What is the purpose of PLL in a general microcontroller
The PLL lets you be flexible with clock speed even after you've built the board, and of course, it lets you generate many different frequencies from the one onboard oscillator.
Honestly, just having a PLL so you can generate many frequencies off the onboard RC oscillator makes it worth having a PLL. That way you can operate flexibly with no external oscillator at all if you don't need one. From there, it's not too much more effort to make it so you can also re-route that PLL to an external oscillator.
The PLL lets you produce clocks faster than what is possible in a quartz crystal. Even though MEMS oscillators are available which can oscillate at much higher frequencies than quartz, you still might not want to operate directly off of one since a 400MHz external oscillator requires you to route a 400MHz trace.
As for how the PLL works. Do you know anything about music? Do you know how you can listen to a song and clap to the beat? You just keep equal timing between each clap and adjust the timing until each clap lands on a beat. Easy, right?
Now, do you know how you could do two, or even four claps per beat? A PLL does the same thing. You count your own claps and make sure the time between each clap is equal, but you adjust the time between claps until every fourth clap lands on the beat that you hear in the song, at which point you stop adjusting. In that way, you can produce a clap that is four times as fast even though the beat of the song is four time slower.
I don't understand how PLL relates to microcontroller. I'm not sensing any phase shift or trying to stabilize any signal here, and I don't get how the PLL magically produce a 400MHz clock.
From the point of view of a microcontroller, a PLL is just a frequency multiplier. It takes some reference frequency like from a 10 MHz oscillator and generates all the other clock frequencies a microcontroller needs.
Why is this PLL embedded in the microcontroller? If I want my processor to clock at max 80MHz as written in the specs then I just use an 80MHz external crystal. If some peripherals like USB require faster clock sources then I use a faster crystal and divide the clock to supply multiples of slower clock to other devices.
Unless you happen to be able to find a single oscillator that can be divided down exactly to all the various frequencies you need, this usually isn't practical. Instead, you take a reference clock and multiply it up (or down) as needed. I have seen cheap devices that try to divide down a single clock, and it usually works really badly. They tend to have weird glitches, like producing 48kHz audio that sounds ok but 44.1kHz that runs fast since the LCM of 48000 and 44100 is a large number.
External crystals are more accurate than internal oscillators anyway, so why bother stuffing a PLL in between an accurate external crystal and the processor, especially when I'm not dealing with any high frequency or RF application?
In this case, the PLL uses an external oscillator, so provided it isn't incompetently implemented, it will be very accurate.
To add to the other answers, there are couple of other reasons why a PLL may be useful:
To reduce EMC emissions (while also saving money, and reducing the chance of glitches)
To quote from ST application note AN1709:
Some microcontrollers have an embedded programmable PLL Clock Generator allowing the usage of standard 3 to 25 MHz crystals to obtain a large range of internal frequencies (up to a few hundred MHz).

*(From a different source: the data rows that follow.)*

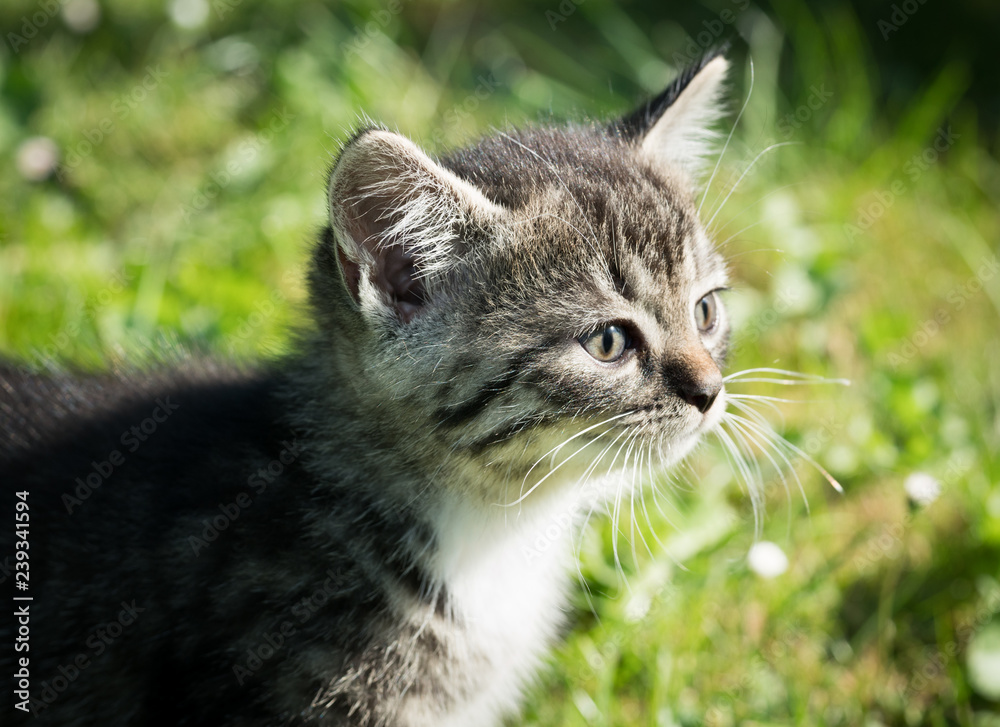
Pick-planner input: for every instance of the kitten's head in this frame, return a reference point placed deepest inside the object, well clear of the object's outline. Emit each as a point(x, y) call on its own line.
point(508, 296)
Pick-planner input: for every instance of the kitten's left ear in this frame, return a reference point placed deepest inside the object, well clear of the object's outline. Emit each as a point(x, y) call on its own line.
point(399, 221)
point(676, 128)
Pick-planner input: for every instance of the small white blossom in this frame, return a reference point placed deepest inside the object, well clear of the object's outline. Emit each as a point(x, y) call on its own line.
point(922, 488)
point(37, 158)
point(767, 559)
point(81, 16)
point(188, 14)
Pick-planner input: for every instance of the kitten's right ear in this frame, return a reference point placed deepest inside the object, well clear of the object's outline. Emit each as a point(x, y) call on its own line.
point(675, 128)
point(398, 220)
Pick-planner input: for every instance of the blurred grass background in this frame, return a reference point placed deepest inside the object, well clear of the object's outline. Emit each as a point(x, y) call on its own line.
point(163, 175)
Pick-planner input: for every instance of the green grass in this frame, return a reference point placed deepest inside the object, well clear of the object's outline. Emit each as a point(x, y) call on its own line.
point(187, 222)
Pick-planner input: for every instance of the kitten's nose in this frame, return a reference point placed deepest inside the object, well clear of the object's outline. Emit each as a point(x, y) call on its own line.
point(702, 393)
point(696, 379)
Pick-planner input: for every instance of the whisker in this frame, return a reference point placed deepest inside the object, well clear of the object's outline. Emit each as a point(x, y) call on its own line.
point(728, 139)
point(781, 441)
point(745, 172)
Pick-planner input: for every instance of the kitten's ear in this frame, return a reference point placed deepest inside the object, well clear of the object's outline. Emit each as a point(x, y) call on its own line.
point(676, 128)
point(398, 218)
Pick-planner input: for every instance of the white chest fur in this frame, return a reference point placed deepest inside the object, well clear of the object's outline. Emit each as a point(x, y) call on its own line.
point(507, 575)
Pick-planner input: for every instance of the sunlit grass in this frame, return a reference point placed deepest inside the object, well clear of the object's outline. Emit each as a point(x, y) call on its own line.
point(868, 254)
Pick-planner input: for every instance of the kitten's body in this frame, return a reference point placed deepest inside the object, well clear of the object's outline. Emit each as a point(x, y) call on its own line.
point(352, 537)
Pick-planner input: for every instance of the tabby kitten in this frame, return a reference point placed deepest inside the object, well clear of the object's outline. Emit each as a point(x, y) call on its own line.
point(348, 536)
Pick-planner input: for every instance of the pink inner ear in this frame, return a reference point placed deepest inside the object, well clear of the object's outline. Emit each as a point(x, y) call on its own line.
point(394, 271)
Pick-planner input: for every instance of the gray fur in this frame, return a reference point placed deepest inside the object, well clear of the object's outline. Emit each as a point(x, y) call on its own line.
point(403, 448)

By these means, the microcontroller can operate with cheaper, medium frequency crystals, while still providing a high frequency internal clock for maximum system performance. The high clock frequency source is contained inside the chip and does not go through the PCB (Printed Circuit Board) tracks and external components. This reduces the potential noise emission of the application.
The use of PLL network also filters CPU clock against external sporadic disturbances (glitches).
To save power
In a low-power product, it can be very useful to have the option to run the processor (and its peripherals) at different speeds depending on what it needs to do at any point in time, or to generate assorted clocks at some times, but not others.

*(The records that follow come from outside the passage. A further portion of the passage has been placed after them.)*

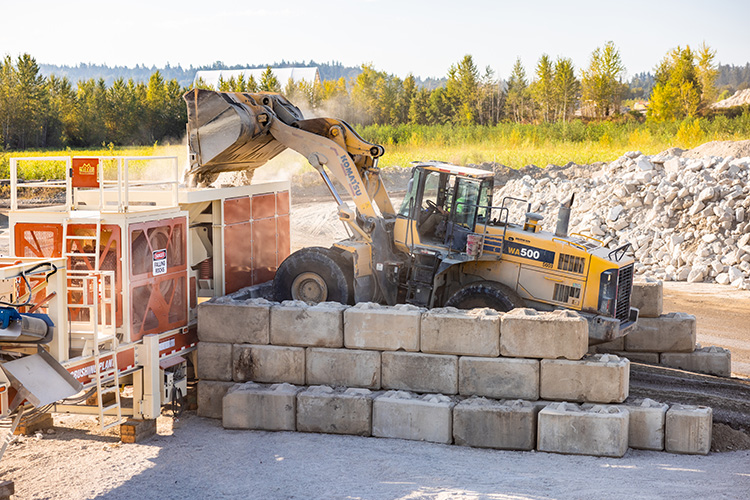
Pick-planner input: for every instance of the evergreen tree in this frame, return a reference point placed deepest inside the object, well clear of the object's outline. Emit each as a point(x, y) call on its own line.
point(542, 88)
point(516, 101)
point(566, 88)
point(601, 81)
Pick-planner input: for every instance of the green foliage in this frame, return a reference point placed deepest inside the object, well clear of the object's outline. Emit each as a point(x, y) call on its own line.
point(601, 81)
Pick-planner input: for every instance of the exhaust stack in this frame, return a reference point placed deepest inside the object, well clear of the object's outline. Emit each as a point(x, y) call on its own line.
point(563, 217)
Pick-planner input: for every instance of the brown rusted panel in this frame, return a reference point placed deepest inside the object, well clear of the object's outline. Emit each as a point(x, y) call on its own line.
point(238, 263)
point(283, 238)
point(264, 206)
point(282, 203)
point(237, 210)
point(264, 250)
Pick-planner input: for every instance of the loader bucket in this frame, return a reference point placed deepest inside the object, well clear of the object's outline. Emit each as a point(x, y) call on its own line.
point(228, 131)
point(40, 379)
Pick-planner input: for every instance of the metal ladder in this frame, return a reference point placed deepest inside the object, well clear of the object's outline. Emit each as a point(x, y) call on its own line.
point(419, 286)
point(107, 378)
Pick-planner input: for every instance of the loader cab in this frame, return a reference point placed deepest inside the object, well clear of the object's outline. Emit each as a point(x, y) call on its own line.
point(443, 204)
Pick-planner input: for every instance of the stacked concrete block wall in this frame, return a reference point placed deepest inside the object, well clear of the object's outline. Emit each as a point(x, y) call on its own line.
point(414, 374)
point(666, 339)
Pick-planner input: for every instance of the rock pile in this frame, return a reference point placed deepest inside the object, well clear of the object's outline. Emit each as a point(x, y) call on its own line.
point(687, 219)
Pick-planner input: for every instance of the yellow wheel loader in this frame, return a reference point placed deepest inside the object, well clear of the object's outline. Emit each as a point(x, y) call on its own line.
point(447, 245)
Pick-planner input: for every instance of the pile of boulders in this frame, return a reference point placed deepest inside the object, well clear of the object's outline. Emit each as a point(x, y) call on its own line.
point(687, 219)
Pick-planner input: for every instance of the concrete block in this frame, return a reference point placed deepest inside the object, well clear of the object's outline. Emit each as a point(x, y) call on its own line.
point(32, 425)
point(210, 395)
point(137, 431)
point(648, 298)
point(526, 333)
point(296, 323)
point(214, 361)
point(673, 332)
point(712, 360)
point(335, 411)
point(449, 330)
point(599, 430)
point(268, 364)
point(646, 424)
point(234, 321)
point(498, 378)
point(418, 372)
point(399, 414)
point(260, 407)
point(688, 429)
point(504, 425)
point(613, 346)
point(372, 326)
point(601, 378)
point(651, 358)
point(342, 367)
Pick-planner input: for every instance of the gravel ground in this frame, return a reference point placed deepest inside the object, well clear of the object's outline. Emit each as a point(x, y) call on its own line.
point(202, 460)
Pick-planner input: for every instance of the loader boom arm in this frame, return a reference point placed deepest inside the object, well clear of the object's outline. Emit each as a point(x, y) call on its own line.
point(229, 131)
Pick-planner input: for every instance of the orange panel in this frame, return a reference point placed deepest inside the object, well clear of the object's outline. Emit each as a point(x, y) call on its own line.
point(264, 250)
point(85, 172)
point(237, 210)
point(38, 240)
point(282, 203)
point(283, 239)
point(264, 206)
point(238, 262)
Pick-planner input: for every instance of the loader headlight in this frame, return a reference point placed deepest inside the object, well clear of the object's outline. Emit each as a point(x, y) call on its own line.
point(608, 292)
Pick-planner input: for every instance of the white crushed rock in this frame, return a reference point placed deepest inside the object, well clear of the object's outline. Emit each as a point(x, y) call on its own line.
point(684, 217)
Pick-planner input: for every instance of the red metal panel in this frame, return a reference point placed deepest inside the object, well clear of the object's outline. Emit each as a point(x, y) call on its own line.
point(238, 262)
point(282, 203)
point(283, 239)
point(264, 206)
point(237, 210)
point(264, 250)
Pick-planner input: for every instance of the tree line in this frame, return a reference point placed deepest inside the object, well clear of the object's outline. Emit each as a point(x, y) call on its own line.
point(50, 112)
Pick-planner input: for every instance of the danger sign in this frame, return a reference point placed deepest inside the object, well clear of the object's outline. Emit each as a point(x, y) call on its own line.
point(160, 262)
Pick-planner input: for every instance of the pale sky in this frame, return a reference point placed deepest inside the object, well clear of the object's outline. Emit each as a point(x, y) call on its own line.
point(397, 36)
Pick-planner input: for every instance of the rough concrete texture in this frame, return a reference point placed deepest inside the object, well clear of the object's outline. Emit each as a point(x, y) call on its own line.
point(498, 378)
point(210, 395)
point(648, 298)
point(296, 323)
point(504, 425)
point(646, 424)
point(331, 411)
point(614, 346)
point(419, 372)
point(261, 407)
point(449, 330)
point(600, 378)
point(234, 321)
point(371, 326)
point(688, 429)
point(673, 332)
point(526, 333)
point(712, 360)
point(399, 414)
point(342, 367)
point(639, 357)
point(268, 364)
point(599, 430)
point(214, 361)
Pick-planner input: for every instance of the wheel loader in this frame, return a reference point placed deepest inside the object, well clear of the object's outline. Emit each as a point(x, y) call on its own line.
point(447, 244)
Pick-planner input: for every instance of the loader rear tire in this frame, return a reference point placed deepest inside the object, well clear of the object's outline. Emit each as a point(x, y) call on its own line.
point(486, 294)
point(313, 275)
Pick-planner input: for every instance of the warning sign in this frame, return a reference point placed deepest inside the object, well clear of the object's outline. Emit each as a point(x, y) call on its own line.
point(160, 262)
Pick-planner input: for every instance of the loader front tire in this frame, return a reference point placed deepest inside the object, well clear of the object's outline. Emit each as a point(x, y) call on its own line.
point(485, 294)
point(312, 275)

So this may involve increasing the clock speed when necessary, but decreasing it (or turning off the PLL altogether) at other times.
To give a concrete example: I worked on a battery-powered product which normally ran at 8 MHz, with the PLL off. However, periodically, we needed to generate much faster clocks to enable I2S streaming from an external audio chip. So, we spun up the PLL just for the few seconds where we needed those clocks, then shut it down when we were done.